Hal ini dikarenakan buku yang ia cari tidak ada di sini, dan harusnya perempuan itu mencarinya di perpustakaan Fakultas ataupun perpustakaan prodi. Buku-buku tentang PAUD memang sangat sulit untuk dijumpai, disebabkan prodi PG PAUD baru akhir-akhir ini mulai diperbincangkan. Sehingga untuk referensi masih disiapkan oleh Universitas ataupun dosen-dosen PAUD.

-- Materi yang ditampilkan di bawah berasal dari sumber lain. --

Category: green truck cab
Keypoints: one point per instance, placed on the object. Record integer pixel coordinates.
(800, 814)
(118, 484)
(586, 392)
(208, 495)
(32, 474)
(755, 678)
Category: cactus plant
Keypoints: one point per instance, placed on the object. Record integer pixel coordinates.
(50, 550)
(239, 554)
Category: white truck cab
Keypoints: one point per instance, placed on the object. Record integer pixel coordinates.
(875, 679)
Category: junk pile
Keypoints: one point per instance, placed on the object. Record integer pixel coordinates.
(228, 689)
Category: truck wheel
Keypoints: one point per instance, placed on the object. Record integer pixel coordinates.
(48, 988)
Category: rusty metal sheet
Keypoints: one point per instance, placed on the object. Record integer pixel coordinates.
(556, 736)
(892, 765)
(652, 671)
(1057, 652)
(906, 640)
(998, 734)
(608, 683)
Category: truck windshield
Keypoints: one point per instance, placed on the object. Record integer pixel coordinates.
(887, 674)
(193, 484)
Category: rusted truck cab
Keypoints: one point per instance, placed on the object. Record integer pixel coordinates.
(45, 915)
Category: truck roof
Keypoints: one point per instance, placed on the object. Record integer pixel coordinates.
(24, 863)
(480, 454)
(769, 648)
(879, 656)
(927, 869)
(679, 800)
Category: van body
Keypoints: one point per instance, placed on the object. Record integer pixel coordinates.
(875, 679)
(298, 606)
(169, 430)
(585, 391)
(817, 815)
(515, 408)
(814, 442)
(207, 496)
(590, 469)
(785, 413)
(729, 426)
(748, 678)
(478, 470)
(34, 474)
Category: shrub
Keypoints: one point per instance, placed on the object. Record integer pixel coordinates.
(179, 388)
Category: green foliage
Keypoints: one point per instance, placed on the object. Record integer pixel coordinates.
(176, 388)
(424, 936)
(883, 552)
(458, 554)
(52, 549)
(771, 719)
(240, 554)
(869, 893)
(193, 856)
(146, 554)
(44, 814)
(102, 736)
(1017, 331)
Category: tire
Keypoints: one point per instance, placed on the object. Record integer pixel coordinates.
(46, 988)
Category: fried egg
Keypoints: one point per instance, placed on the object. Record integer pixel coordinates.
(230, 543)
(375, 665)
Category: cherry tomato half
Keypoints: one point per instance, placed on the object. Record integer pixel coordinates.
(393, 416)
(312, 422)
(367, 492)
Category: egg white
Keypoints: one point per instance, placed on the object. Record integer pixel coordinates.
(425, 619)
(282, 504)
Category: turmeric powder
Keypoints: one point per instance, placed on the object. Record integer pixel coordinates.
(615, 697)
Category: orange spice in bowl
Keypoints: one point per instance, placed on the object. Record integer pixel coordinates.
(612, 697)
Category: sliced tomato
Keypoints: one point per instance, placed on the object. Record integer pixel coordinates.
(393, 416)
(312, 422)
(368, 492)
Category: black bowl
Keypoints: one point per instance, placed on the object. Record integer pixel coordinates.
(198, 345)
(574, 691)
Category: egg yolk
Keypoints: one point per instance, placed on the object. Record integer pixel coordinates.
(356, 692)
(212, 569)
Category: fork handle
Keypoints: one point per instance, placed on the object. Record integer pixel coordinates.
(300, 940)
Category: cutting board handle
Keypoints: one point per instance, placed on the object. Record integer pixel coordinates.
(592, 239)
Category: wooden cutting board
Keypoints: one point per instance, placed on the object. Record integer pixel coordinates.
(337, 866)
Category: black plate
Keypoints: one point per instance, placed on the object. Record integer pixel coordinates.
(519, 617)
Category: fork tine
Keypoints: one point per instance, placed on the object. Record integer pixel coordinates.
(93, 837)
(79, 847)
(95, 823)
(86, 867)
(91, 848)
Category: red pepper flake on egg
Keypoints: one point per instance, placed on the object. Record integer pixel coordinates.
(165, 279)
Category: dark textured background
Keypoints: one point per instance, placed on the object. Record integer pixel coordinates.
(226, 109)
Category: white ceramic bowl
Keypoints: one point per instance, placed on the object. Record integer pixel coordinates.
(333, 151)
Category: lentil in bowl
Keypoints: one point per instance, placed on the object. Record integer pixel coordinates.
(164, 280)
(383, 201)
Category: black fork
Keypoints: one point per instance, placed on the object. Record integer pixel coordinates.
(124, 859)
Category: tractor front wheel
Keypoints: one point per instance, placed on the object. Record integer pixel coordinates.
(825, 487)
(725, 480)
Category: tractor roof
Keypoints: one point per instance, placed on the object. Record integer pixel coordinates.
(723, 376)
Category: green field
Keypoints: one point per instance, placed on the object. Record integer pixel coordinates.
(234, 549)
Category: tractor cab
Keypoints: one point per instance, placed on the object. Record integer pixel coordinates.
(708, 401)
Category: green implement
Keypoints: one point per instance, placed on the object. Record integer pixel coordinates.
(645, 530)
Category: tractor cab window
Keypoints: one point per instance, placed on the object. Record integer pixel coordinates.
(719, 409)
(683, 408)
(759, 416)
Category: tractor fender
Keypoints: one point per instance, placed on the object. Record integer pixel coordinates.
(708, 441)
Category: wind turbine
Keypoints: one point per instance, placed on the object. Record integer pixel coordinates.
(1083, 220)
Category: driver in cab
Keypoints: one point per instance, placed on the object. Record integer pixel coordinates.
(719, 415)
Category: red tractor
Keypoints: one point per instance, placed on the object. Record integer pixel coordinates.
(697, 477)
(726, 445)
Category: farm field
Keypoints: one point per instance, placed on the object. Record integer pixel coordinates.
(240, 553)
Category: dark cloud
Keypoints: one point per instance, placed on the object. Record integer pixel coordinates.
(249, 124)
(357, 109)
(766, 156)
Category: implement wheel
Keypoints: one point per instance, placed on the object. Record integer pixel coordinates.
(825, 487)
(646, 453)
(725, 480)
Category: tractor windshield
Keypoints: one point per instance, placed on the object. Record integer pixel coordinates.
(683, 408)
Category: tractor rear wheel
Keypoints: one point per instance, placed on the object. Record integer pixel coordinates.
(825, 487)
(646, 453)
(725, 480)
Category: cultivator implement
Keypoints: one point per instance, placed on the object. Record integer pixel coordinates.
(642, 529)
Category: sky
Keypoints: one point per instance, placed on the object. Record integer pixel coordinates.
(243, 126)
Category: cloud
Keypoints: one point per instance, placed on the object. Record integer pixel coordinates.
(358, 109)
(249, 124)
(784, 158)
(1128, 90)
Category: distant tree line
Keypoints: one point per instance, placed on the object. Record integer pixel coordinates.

Hana duduk seorang diri karena Nengsih tidak pernah ingin ke perpustakaan. Tidak hanya malas, perutnya lebih penting dibanding tugas yang akan dikumpul minggu depan.

“Selagi masih bisa SKS, ngapain sekarang?” menjadi pegangaan Nengsih selama menjadi seorang mahasiswa.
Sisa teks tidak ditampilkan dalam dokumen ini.